Cal relâche par la suite la pomme qui termine sa chutte sur le sol. Elle retourne à son livre et continue à tenter d'autres façons d'orienter sa télékinésie tout le reste de l'après-midi. Le soir, Cal vient dormir chez moi. Nous rentrons donc ensemble et croisons Irena dans la cuisine. Elle est occupée à préparer le repas du soir et nous décidons de lui donner un coup de main. Cal ne se fait pas prier pour se servir de sa télékinésie pour attraper les pots à épices.

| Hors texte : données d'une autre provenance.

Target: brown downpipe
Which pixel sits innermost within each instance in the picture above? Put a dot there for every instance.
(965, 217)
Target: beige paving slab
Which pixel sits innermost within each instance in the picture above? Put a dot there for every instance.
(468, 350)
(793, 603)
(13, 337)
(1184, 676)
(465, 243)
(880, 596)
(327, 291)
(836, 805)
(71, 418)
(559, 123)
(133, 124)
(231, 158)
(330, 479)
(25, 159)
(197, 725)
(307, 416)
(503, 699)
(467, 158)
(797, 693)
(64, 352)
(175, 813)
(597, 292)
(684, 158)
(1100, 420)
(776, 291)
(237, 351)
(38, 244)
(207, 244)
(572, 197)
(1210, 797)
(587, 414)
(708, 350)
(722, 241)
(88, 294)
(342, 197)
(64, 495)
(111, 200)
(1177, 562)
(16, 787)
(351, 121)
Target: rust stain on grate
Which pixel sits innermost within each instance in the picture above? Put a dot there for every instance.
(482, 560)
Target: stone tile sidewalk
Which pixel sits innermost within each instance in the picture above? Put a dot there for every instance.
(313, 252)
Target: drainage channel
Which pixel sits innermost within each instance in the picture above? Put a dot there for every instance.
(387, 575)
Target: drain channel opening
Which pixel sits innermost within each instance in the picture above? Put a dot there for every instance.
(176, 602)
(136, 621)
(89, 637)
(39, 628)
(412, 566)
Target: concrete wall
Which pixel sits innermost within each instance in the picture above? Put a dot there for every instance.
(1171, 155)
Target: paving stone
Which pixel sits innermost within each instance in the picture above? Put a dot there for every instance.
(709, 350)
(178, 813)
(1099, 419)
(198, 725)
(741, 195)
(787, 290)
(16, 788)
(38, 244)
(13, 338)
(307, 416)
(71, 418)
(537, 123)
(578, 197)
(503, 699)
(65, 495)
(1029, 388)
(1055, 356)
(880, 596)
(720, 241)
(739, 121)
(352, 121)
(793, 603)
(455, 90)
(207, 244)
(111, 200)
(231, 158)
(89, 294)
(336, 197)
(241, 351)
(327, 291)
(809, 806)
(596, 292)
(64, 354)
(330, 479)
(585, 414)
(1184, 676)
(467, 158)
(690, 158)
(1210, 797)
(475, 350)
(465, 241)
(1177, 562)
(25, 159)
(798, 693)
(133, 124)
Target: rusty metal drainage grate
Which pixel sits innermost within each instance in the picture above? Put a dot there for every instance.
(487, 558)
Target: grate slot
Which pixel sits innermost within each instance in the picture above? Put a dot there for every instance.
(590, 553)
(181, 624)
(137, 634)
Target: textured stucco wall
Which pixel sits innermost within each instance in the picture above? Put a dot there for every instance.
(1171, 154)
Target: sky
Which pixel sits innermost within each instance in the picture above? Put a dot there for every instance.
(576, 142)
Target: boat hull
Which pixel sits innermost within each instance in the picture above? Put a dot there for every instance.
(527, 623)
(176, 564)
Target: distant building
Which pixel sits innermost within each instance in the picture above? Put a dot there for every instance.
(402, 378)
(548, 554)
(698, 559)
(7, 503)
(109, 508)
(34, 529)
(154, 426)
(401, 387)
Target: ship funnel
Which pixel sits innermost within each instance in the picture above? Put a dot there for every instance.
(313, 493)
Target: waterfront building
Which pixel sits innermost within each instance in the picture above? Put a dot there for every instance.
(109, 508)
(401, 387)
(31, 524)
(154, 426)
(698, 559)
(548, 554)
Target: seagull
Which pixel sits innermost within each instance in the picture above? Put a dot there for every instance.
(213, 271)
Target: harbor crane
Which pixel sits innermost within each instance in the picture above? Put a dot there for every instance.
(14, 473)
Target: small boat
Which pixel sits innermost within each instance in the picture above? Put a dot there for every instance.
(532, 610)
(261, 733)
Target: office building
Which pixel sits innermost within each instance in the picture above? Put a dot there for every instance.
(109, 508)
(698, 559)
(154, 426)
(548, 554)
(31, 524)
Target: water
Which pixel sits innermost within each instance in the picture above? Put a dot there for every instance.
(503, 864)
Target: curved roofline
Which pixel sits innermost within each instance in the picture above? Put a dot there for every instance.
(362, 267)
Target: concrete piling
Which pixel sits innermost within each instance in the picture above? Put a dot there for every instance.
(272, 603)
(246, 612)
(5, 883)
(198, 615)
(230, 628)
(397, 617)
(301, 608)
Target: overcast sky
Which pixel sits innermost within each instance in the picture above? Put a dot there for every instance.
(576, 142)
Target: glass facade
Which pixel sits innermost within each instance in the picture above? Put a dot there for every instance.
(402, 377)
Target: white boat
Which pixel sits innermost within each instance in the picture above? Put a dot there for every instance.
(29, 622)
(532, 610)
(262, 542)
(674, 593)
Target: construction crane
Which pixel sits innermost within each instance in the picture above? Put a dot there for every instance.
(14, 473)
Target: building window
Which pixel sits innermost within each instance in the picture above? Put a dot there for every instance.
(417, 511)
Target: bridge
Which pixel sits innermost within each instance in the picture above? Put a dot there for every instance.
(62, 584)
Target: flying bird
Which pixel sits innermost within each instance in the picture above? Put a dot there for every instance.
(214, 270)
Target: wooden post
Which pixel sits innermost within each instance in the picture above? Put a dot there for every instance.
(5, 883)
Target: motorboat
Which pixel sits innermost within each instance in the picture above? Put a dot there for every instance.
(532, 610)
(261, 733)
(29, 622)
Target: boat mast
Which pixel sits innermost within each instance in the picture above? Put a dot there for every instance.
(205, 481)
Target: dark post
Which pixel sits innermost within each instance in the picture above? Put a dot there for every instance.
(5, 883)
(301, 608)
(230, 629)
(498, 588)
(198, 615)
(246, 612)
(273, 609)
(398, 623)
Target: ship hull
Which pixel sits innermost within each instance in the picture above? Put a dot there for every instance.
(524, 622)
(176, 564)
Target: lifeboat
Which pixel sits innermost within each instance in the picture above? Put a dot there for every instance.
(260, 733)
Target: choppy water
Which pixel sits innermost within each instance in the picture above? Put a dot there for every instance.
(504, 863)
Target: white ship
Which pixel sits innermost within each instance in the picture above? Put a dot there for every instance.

– Rah arrête avec ta magie jeune fille ! Râle gentiment Irena en secouant les mains.

– Ça sent bon ici, lance alors la voix de Shawn.

Je ne vais pas te mentir en disant que j'étais surprise de le voir, je l'avais senti malgré moi. Par contre, pas Cal. Et sa surprise lui fait perdre sa concentration sur le poivre qui manque de tomber dans la marinade. Je rattrape le pot in extrémis avant de le reposer sur le plan de travail.

– Bonsoir Shawn, le salut Irena en prenant un torchon pour s'essuyer les mains. Tu as besoin de quelque chose ?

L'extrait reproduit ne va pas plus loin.